Mickey Hart Band
Compound Grill, Phoenix, Ariz. December 6, 2011
Space is the place… It always has been in some form with the Grateful Dead, and it’s where drummer Mickey Hart currently finds inspiration. And that’s space in the literal sense. Hart has been working with NASA and the National Lawrence Berkeley Laboratory to collect light waves beaming in from the far reaches of the galaxy and turn them into sound waves.
“You are listening to the Sun,” Hart announced during his recent performance at the Compound Grill in Phoenix, Ariz. “Next you’ll hear Star Cluster 2278 from deep in the cosmos.” The oscillating rhythms and pulses were not unlike something Hart might have created during the “Space” portion of a Grateful Dead show, but here these sounds served as a jumping off place for inspired jams and new songs slated for an upcoming album.

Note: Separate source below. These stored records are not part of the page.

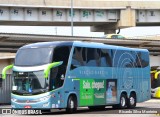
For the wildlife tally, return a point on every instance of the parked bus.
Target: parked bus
(155, 82)
(75, 74)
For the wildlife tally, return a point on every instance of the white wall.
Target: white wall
(154, 60)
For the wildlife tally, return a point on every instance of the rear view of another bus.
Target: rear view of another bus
(155, 82)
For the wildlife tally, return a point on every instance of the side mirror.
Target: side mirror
(156, 74)
(51, 65)
(5, 70)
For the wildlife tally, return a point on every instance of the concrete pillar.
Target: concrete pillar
(107, 28)
(127, 18)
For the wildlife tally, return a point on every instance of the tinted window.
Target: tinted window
(92, 57)
(0, 82)
(106, 57)
(58, 73)
(79, 57)
(130, 59)
(33, 56)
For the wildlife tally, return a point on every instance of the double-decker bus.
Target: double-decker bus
(155, 82)
(75, 74)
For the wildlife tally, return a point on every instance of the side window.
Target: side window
(130, 59)
(0, 82)
(92, 57)
(58, 73)
(79, 57)
(106, 58)
(142, 59)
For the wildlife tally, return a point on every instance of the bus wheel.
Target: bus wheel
(123, 101)
(132, 101)
(71, 104)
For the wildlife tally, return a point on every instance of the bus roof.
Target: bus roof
(79, 44)
(102, 45)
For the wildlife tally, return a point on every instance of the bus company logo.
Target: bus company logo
(27, 101)
(6, 111)
(99, 95)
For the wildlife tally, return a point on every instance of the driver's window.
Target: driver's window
(58, 73)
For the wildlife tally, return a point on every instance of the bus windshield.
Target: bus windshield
(29, 83)
(33, 56)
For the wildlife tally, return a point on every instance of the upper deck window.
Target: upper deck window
(33, 56)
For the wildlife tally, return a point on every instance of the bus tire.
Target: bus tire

The show opened with the funky New Orleans vibe of “Aiko Akio” with Hart on vocals (Has anyone else noticed Hart cannot play and sing at the same time?) and Tim Hockenberry adding some heavy trombone licks and punchy keyboard fills.
This was followed by “Let There Be Light,” with Hockenberry sharing vocals with Crystal Monee Hall. The effect was intoxicating as the band found and held a powerful groove. Relatively unknown guitarist Gawain Mathews added some spicy riffs and pointed jabs. One of the older new songs in Hart’s catalog, Mathews had his part nailed. And while he did add some fine guitar throughout the night, his indie-rocker style of playing frequently cut more than flowed with the groove-oriented songs — even those venturing closer to free jazz territory.
Naturally, all the music packed a heavy percussive element utilizing talking drum/djembe player Sikiru Adepoju and drummer Ian “Inx” Herman — along with Hart on his expansive kit. Widespread Panic bassist Dave Schools held down the bottom end on bass, though he frequently looked a little lost (it was only his third show with the band), and a couple times was caught running his fingers through his hair while looped bass patterns sufficed.
Whatever the scenario on stage, the crowd of approximately 300 were fully engaged. While Hart was the instigator — the draw the brought people to the venue — it was Hockenberry (who also played keyboards) and Hall that really commanded attention. Hall often held two microphones, alternating for vocal effect as she belted out soulfully-charged lyrics, while Hockenberry never stopped moving and used his trombone in a highly creative manner.
More than anything, the show, which featured a handful of re-imagined Grateful Dead tunes like a bluesy “Brokedown Palace” and funky “Fire on the Mountain” among the new originals, was about energy. Be it from the band, the audience or outer space, there was more than enough bouncing throughout the room that when the band closed out with a rollicking “Not Fade Away,” the audience continued to sing the refrain for several minutes.